Alcadesa de Requena
- In office 17 of June 1995 – 14 of June 2003
- Preceded by: Flor Mercedes Cebrián Gómez
- Succeeded by: Adelo Montés Diana

Personal details
- Born: 1 February 1959 (age 67) Madrid, Spain
- Party: People's Party (Spain)
- Education: Complutense University of Madrid

= Enma Iranzo Martín =

María Concepción Enma Iranzo Martín (born 1 February 1959) is a pharmaceutical biochemist and Spanish politician.

==Education==
She earned her degree in Pharmaceutical Biochemistry from the Complutense University of Madrid in 1982.
She has a PhD in Biochemistry and Clinical Toxicology, Metabolic Regulation, Environmental contaminants and biochemical effects, Neurochemistry and Experimental Hematology.
In February 1985 she studied at the US Oak Ridge National Laboratory.

==Jobs in Chemistry==

Margin was a researcher at the Centre for Energy Environment and Technology, (1982-1985), a Member of the Nuclear Energy Board (1989-1991) and Coordinatora for the Internal Dosimetry Group of the Spanish Society for Radiological Protection.

==Politics==

In politics, she worked for the Partido Popular (PP) and was alcadesa and councillor in Requena for 9 years (1995-2003).
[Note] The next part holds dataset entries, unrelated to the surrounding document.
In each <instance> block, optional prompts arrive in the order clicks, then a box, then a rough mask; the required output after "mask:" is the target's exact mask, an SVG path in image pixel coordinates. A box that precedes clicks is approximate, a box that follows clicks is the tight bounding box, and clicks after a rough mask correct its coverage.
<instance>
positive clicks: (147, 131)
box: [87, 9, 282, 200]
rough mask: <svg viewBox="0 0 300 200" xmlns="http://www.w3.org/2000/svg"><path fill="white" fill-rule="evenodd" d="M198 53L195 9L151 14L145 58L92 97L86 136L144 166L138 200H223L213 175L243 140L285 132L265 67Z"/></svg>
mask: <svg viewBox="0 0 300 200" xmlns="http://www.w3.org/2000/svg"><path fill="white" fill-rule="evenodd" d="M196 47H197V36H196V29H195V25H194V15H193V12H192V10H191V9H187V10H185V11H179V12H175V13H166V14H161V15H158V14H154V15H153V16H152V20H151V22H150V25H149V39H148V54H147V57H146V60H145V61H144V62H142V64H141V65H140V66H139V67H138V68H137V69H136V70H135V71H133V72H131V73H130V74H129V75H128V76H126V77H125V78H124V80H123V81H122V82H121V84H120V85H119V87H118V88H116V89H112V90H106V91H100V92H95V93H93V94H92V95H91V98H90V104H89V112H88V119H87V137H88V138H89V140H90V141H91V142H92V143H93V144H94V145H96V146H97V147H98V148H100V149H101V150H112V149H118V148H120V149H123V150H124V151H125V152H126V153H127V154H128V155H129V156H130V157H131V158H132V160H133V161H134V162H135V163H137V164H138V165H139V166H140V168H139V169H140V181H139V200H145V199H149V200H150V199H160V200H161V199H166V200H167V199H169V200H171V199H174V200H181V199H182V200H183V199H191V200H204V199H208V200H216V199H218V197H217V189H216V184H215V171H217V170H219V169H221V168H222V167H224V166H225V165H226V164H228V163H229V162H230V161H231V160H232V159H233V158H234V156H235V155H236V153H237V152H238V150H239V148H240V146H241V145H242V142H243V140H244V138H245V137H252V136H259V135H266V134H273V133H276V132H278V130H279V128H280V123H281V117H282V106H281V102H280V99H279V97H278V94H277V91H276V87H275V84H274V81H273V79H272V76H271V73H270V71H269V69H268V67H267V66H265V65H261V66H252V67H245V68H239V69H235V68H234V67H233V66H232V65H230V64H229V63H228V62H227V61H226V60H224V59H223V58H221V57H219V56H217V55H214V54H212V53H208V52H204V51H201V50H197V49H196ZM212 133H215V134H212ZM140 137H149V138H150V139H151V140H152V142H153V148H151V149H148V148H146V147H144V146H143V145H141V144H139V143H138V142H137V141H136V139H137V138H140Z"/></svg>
She held various positions in Valencia as President of the Valencian Federation of Municipalities and Provinces (FVMP), (1999-2003), Director General of Irrigation and Agricultural Infrastructure (1999-2003), Executive member of the provincial People's Party, Regional board member and secretary of local politics and deputy member of the Corts Valencianes Parliament of Valencia, during the Elections to the Corts Valencianes, 2007 and Elections to the Corts Valencianes, 2011,(2007-2011).